In the course of investigating the city’s response to the fires, a pair of LA Times reporters filed a public records request for all of the mayor’s text messages in the days before and after the disaster. The city was told that they had been deleted — that the mayor’s phone was set to automatically delete all of her text messages after 30 days, despite the fact that the records request had been filed less than 30 days after the fires began. Eventually, the mayor’s staff was able to recover some of the texts.
In its petition for a writ of mandate, the Times claimed that several city employees are “engaged in the practice of illegally destroying public records.” The newspaper requested the court order the city to fulfill its public records request and issue an injunction prohibiting the destruction of any public records less than two years old.
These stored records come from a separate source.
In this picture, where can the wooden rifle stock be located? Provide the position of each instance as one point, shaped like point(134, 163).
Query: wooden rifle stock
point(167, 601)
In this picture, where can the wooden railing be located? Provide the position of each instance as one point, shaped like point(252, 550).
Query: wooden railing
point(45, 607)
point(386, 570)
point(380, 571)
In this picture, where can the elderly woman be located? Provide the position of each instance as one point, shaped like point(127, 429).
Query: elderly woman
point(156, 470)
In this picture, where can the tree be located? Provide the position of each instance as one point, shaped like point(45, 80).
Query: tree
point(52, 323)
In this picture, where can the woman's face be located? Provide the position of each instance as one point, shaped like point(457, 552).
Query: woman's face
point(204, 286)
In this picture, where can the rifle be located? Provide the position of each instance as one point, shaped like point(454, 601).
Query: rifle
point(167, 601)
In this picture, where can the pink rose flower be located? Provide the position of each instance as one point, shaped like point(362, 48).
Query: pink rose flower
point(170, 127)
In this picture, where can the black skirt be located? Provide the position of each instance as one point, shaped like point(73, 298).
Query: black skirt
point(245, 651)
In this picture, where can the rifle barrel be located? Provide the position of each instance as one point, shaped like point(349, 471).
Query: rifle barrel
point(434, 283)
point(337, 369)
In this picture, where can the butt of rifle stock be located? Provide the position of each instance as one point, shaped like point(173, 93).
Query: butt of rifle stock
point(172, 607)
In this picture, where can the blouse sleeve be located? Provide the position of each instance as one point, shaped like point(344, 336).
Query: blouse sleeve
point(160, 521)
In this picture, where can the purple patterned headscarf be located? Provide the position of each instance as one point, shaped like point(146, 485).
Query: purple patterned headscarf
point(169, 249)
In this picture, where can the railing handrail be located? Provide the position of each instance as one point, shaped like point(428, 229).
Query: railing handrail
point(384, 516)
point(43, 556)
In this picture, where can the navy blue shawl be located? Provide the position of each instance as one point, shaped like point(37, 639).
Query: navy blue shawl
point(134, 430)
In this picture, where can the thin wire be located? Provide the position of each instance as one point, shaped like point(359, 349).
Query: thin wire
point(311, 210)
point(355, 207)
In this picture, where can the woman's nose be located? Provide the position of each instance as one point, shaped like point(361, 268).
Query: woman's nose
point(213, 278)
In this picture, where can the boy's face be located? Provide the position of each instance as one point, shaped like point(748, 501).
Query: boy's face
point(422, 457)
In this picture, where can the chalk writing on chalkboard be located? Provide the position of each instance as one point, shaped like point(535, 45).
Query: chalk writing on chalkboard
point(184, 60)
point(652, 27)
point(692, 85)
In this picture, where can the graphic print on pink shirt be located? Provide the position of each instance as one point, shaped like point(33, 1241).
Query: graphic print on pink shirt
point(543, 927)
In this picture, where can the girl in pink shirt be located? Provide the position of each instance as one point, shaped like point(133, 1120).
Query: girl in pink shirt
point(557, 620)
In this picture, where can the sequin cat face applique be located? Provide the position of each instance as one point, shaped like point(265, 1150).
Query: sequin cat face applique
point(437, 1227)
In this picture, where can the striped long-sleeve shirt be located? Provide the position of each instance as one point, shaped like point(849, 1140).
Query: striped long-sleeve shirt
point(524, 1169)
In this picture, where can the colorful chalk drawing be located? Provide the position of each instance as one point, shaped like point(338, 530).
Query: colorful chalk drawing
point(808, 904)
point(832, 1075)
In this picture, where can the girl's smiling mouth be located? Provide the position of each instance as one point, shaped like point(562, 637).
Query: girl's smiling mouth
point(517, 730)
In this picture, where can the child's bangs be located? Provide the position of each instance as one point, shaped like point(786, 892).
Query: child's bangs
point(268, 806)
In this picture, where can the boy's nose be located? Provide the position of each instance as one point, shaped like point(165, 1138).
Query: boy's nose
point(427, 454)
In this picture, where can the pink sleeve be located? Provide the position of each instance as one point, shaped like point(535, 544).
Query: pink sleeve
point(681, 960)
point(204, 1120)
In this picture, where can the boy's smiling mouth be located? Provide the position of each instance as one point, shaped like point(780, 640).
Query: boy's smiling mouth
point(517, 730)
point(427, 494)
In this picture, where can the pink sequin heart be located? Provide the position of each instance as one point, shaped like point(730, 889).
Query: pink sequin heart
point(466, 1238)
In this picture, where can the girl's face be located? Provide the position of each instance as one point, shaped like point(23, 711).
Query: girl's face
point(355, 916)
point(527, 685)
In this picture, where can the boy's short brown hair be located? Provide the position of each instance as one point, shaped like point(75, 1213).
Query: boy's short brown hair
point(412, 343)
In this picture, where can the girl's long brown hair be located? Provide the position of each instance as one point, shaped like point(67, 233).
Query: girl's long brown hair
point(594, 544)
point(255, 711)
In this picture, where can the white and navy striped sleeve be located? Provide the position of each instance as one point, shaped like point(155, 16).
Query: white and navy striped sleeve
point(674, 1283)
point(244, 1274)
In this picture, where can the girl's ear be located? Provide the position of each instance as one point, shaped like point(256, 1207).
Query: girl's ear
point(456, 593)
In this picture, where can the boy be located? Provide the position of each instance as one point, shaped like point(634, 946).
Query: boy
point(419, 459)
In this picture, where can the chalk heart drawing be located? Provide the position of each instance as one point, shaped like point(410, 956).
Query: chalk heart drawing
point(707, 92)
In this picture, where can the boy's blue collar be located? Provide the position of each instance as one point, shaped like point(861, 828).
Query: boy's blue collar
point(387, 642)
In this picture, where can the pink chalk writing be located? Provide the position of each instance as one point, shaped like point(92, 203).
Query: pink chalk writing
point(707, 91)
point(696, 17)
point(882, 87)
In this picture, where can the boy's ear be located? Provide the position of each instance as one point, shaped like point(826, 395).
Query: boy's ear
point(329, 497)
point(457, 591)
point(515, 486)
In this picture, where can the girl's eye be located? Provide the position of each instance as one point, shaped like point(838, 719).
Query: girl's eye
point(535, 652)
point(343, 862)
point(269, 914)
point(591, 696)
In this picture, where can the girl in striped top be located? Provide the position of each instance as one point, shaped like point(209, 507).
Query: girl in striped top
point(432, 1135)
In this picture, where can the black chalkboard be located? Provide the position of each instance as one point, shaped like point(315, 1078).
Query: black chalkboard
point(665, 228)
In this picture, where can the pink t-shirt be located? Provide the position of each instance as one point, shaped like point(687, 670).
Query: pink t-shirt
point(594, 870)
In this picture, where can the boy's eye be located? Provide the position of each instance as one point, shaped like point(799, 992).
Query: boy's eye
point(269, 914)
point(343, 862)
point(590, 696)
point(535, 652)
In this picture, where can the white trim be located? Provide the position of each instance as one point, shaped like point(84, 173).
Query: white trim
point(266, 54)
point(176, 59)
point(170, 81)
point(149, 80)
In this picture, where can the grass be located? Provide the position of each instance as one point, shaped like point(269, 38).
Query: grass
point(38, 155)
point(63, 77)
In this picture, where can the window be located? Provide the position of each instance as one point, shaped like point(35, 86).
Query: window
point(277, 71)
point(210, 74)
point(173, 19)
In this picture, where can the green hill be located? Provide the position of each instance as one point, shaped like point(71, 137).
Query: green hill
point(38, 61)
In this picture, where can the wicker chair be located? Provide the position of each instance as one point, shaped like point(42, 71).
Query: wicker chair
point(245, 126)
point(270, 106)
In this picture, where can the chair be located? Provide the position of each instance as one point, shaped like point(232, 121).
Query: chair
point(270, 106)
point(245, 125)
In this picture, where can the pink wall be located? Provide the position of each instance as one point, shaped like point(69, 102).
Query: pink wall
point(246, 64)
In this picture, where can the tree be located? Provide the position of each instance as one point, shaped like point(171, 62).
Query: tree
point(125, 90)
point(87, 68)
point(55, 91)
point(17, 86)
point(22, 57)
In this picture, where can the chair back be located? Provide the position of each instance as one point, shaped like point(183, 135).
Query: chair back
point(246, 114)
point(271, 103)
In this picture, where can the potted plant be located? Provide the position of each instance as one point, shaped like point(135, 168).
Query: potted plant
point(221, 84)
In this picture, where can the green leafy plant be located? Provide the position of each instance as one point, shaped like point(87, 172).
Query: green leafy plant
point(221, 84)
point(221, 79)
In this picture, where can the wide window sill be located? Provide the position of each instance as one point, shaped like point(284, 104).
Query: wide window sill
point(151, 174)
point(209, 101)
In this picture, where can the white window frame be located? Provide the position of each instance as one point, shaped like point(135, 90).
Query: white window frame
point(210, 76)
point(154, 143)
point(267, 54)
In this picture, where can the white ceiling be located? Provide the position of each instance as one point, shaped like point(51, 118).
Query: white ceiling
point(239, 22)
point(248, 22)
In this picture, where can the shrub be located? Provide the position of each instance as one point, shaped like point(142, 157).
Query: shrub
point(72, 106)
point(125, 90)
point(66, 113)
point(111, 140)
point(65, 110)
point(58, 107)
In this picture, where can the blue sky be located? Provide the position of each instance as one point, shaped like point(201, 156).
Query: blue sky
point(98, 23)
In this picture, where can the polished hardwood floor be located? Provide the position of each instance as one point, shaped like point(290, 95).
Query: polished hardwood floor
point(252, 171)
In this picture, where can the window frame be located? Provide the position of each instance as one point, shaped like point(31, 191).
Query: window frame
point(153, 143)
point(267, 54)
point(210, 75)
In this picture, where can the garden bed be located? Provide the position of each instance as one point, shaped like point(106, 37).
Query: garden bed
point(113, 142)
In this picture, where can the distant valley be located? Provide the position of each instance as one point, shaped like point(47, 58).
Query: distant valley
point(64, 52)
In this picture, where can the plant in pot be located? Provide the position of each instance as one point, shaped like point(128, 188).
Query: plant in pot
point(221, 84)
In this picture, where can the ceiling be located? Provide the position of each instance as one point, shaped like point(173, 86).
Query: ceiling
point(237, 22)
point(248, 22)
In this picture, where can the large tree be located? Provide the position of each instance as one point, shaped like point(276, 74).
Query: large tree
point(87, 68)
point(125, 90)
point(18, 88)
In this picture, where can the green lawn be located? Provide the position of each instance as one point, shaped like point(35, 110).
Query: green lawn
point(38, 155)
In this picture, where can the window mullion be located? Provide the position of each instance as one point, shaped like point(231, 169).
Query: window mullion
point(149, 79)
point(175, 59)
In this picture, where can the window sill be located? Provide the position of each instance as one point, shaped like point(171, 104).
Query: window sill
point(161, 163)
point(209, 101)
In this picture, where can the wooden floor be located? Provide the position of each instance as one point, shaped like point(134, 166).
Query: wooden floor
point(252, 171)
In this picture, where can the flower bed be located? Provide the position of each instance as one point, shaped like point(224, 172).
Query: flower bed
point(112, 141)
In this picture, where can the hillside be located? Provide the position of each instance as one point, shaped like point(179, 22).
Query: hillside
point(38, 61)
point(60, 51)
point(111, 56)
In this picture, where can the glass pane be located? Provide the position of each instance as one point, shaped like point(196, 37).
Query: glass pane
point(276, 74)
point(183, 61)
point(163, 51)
The city decried a potential injunction as logistically impractical, arguing that even a city hall janitor would be required to review their texts and keep any content related to “the public’s business.”
At the heart of the dispute: What is a public record? And when does a city have to retain it?
“It’s not our contention that city doesn’t have to retain these records,” said Reuben Cahn, a partner at Bienert Katzman Littrell Williams representing the city. “But rather, the definition of records that must be retained is much narrower than the scope of records covered under the California Public Records Act.” In other words, just because the city has to respond to a public records request doesn’t mean it has to actually keep the record in question.
Avila argued that the city’s policy of auto-deleting text messages after 30 days wasn’t a use of discretion at all, since no one had reviewed the texts. Avila also urged the judge not to sustain the demurrer — even if he thought their request was too broad, he could register that feeling sometime down the road.
“This is going to the court of appeal,” Avila said. “If we were to narrow our cause of action to a more limited subset of records, we could do that. But it doesn’t bring the full issue to the court of appeals.”
Leiter was unmoved by that argument, sustaining the demurrer and giving the Times 45 days to amend its petition.